In conclusion, we found a relatively low lifetime cumulative incidence of self-reported genital warts diagnosis among Slovenian men and women in comparison to other published estimates from general population probability sample surveys in European countries. Differences in high-risk sexual behaviours may have contributed to these differences. Our findings will inform the Slovenian HPV vaccination policy as well as broader sexual and reproductive health policies. Our results also contribute to a better understanding of the differences in the burden of genital warts between European countries and may inform mathematical models aimed at projecting the long-term benefits and costs of vaccination with prophylactic quadrivalent HPV vaccine.

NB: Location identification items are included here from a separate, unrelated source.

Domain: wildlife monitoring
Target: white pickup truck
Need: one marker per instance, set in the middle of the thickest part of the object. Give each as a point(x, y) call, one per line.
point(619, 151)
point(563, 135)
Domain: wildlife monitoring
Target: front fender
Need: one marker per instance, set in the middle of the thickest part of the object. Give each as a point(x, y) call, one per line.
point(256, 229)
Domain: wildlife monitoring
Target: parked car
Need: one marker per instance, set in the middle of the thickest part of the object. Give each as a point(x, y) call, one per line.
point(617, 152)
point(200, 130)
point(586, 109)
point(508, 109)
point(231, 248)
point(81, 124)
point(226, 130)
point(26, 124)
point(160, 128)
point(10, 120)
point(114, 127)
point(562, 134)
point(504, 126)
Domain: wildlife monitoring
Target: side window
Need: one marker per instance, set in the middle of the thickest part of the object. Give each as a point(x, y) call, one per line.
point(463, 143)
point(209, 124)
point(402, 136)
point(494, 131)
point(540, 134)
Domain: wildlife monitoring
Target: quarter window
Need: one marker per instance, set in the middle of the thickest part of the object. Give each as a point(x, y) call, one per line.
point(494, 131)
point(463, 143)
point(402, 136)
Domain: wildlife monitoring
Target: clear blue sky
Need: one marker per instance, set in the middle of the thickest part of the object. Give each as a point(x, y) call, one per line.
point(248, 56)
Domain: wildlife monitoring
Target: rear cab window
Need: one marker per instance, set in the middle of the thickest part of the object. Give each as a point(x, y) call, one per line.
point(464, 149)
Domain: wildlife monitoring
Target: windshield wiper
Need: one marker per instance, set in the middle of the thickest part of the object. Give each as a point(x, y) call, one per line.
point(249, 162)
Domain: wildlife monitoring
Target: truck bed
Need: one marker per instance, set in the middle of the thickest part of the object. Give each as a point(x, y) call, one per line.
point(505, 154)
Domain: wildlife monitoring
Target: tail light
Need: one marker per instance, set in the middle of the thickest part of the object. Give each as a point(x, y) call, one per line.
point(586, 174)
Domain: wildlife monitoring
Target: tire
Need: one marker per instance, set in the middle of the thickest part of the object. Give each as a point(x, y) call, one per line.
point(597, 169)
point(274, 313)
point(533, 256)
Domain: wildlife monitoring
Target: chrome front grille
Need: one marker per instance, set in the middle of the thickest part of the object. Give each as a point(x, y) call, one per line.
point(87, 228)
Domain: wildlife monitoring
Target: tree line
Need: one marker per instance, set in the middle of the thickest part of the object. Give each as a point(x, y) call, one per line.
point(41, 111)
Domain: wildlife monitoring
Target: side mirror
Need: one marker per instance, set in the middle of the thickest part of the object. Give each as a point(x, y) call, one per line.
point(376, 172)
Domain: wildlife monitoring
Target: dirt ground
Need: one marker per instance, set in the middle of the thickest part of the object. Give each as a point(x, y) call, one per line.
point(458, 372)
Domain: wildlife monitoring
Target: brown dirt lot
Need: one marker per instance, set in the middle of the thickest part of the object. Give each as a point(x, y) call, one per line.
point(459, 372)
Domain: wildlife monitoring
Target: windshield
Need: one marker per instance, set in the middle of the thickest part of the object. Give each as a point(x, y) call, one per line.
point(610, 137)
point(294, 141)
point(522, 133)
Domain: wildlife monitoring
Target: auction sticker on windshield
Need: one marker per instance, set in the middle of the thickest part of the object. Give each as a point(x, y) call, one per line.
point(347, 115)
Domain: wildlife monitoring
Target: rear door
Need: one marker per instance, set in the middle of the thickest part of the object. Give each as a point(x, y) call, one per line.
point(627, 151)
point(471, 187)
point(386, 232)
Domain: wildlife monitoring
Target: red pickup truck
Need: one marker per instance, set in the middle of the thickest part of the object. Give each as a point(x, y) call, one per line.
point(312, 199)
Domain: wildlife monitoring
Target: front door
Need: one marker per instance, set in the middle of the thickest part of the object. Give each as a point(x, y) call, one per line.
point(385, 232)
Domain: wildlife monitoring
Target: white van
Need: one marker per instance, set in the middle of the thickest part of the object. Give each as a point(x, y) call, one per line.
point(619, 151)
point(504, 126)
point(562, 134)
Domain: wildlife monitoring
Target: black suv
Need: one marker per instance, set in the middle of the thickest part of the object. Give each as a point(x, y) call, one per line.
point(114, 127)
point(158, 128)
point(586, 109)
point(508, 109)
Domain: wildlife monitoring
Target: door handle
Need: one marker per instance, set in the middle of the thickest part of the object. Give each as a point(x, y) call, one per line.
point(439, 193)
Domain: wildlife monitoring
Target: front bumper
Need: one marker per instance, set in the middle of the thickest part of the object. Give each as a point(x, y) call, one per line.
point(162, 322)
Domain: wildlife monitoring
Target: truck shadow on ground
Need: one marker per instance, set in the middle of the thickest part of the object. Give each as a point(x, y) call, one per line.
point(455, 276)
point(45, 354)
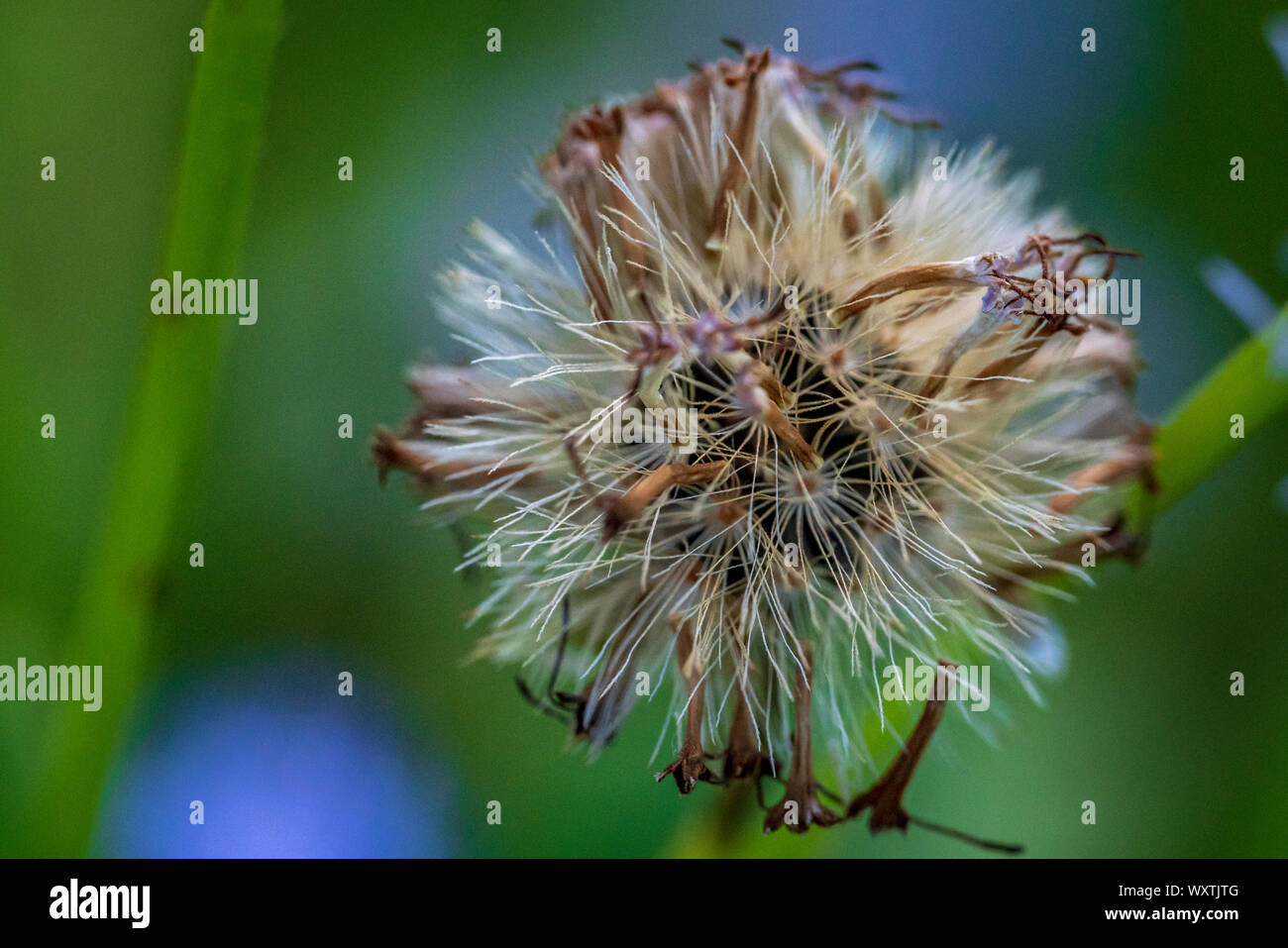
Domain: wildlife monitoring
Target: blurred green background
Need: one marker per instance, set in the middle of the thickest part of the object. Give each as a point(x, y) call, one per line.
point(312, 570)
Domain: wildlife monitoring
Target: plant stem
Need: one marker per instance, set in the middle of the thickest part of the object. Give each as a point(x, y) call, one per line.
point(1190, 445)
point(168, 415)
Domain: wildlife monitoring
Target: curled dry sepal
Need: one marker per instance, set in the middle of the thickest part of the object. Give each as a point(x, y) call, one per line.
point(890, 437)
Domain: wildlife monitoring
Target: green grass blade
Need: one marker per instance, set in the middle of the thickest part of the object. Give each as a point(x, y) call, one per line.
point(168, 415)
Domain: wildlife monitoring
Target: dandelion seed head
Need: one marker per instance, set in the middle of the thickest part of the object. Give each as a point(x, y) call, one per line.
point(894, 443)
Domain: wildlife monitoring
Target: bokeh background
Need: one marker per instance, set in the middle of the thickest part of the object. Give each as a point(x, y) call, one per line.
point(312, 570)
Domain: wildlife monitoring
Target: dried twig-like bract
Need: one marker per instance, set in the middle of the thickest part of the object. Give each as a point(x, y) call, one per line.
point(786, 410)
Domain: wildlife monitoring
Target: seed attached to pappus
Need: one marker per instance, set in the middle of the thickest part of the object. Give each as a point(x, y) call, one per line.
point(897, 434)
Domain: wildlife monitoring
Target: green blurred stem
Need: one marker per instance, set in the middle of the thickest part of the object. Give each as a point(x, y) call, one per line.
point(1190, 445)
point(1194, 440)
point(168, 415)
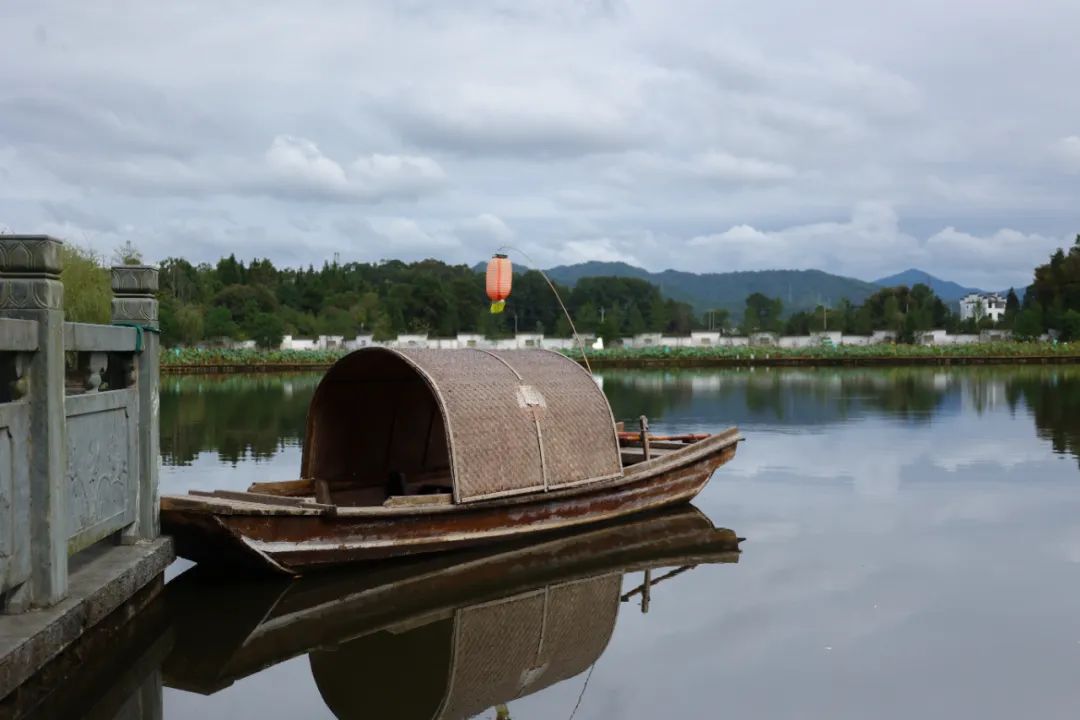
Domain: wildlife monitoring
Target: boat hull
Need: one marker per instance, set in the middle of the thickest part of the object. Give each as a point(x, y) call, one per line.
point(296, 543)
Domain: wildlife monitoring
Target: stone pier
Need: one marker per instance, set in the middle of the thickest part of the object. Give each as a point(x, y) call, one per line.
point(79, 532)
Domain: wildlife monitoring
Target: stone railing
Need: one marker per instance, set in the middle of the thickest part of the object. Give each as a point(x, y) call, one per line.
point(78, 421)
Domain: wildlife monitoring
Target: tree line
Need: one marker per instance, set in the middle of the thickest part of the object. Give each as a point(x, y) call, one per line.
point(205, 303)
point(259, 301)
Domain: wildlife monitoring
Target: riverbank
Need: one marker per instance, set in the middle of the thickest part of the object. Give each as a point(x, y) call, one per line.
point(191, 362)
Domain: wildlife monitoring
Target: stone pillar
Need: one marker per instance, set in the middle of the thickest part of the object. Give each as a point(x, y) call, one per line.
point(134, 302)
point(30, 288)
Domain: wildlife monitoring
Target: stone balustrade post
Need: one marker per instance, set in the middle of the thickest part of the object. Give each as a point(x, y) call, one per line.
point(30, 288)
point(135, 303)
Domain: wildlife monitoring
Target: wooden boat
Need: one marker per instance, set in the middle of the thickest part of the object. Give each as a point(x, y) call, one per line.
point(443, 636)
point(424, 450)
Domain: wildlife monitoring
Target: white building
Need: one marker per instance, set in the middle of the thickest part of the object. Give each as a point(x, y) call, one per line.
point(977, 306)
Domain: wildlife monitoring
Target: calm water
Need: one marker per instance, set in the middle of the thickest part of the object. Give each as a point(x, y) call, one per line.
point(913, 549)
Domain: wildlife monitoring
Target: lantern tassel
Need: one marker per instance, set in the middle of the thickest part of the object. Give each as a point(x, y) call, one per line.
point(569, 320)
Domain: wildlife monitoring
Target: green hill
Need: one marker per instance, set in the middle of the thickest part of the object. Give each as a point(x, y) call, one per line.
point(798, 289)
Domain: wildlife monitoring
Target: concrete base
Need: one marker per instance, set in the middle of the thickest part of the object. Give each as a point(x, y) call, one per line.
point(102, 579)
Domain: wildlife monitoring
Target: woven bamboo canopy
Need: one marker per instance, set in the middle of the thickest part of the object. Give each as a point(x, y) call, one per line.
point(491, 422)
point(481, 655)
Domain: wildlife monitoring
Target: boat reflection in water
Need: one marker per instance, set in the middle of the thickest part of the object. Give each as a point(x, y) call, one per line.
point(447, 637)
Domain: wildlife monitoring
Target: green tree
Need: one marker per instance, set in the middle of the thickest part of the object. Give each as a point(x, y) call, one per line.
point(88, 293)
point(763, 314)
point(219, 324)
point(1070, 326)
point(267, 330)
point(1028, 324)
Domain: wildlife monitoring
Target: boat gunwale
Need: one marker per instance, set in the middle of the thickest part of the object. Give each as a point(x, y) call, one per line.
point(635, 473)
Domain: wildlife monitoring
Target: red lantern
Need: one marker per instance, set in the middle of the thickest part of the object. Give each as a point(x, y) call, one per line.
point(499, 275)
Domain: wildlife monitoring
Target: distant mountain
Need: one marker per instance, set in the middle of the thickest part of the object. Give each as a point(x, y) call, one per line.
point(798, 289)
point(947, 290)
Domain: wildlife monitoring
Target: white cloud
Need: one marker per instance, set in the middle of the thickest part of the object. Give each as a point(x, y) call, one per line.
point(405, 234)
point(298, 160)
point(1068, 152)
point(871, 244)
point(300, 166)
point(727, 167)
point(588, 130)
point(486, 228)
point(604, 249)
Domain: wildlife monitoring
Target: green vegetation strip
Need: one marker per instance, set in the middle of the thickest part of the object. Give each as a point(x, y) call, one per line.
point(201, 361)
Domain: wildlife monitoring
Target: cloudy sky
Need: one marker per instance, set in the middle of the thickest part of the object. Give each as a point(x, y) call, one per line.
point(856, 137)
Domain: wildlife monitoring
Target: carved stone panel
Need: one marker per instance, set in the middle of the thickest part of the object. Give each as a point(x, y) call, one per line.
point(134, 280)
point(30, 294)
point(14, 497)
point(102, 467)
point(30, 255)
point(138, 310)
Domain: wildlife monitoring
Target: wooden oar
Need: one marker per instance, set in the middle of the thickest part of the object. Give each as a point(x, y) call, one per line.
point(636, 437)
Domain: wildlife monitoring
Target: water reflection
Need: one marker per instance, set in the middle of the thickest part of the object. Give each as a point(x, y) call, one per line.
point(261, 416)
point(237, 416)
point(445, 637)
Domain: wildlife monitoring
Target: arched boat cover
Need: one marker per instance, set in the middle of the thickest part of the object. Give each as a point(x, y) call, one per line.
point(496, 422)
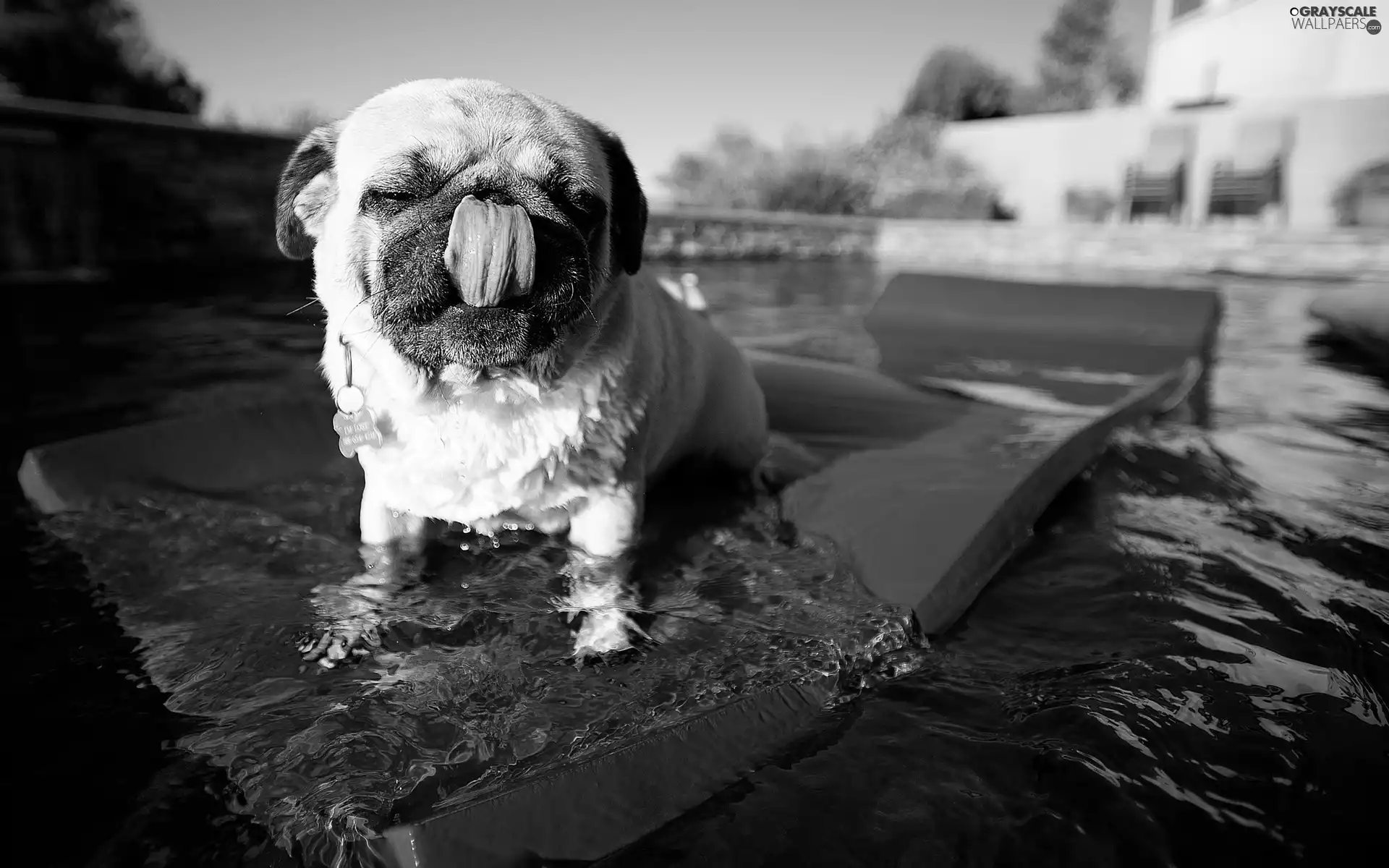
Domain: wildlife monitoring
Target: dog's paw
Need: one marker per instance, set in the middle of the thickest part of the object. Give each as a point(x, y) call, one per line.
point(605, 631)
point(352, 613)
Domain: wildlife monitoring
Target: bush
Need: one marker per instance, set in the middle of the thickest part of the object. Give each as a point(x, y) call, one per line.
point(898, 171)
point(956, 85)
point(1354, 196)
point(816, 190)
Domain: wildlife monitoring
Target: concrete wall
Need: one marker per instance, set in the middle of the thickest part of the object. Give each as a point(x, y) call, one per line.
point(1037, 158)
point(109, 190)
point(89, 187)
point(1249, 49)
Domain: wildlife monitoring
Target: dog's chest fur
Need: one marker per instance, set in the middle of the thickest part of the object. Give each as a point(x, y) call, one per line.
point(501, 451)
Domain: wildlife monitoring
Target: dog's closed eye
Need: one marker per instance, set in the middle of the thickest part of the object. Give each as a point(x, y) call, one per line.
point(394, 195)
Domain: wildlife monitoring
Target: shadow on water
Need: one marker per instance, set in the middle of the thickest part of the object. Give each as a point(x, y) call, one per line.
point(1189, 665)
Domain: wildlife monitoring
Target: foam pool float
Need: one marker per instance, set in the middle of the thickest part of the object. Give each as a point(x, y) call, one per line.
point(990, 396)
point(1359, 315)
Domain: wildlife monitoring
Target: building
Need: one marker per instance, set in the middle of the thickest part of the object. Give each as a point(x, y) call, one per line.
point(1202, 51)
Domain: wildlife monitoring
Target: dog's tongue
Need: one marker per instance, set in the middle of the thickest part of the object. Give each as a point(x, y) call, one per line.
point(490, 252)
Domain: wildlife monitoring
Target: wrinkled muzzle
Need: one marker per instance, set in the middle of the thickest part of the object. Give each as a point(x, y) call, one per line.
point(490, 252)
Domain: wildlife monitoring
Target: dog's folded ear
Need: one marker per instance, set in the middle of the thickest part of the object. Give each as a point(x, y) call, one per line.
point(306, 190)
point(628, 217)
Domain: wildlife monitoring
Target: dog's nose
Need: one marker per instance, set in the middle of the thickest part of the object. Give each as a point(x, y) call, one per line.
point(490, 252)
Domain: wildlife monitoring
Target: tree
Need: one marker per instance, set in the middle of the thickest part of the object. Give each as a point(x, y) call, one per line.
point(956, 85)
point(89, 52)
point(1084, 63)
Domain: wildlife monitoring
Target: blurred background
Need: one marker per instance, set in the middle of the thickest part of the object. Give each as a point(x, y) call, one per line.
point(1191, 663)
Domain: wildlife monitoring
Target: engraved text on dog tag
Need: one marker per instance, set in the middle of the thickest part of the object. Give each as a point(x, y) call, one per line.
point(354, 431)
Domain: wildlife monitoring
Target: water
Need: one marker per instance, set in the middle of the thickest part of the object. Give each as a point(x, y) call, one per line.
point(1188, 665)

We thank the study participants and the interviewers.
In addition to internal funding, the study was supported by numerous small grants from the Slovenian Ministry of Health, Ministry of Science and Technology, City Council of Ljubljana, Health Insurance Institute of Slovenia, Slovenian Research Agency and donations from Merc Sharp and Dohme Idea, Inc., Roche Diagnostics, Krka, and Lek. None of them were involved in the study design, in the collection, analysis, and interpretation of the data, in the writing of the paper or in the decision to submit the paper for publication.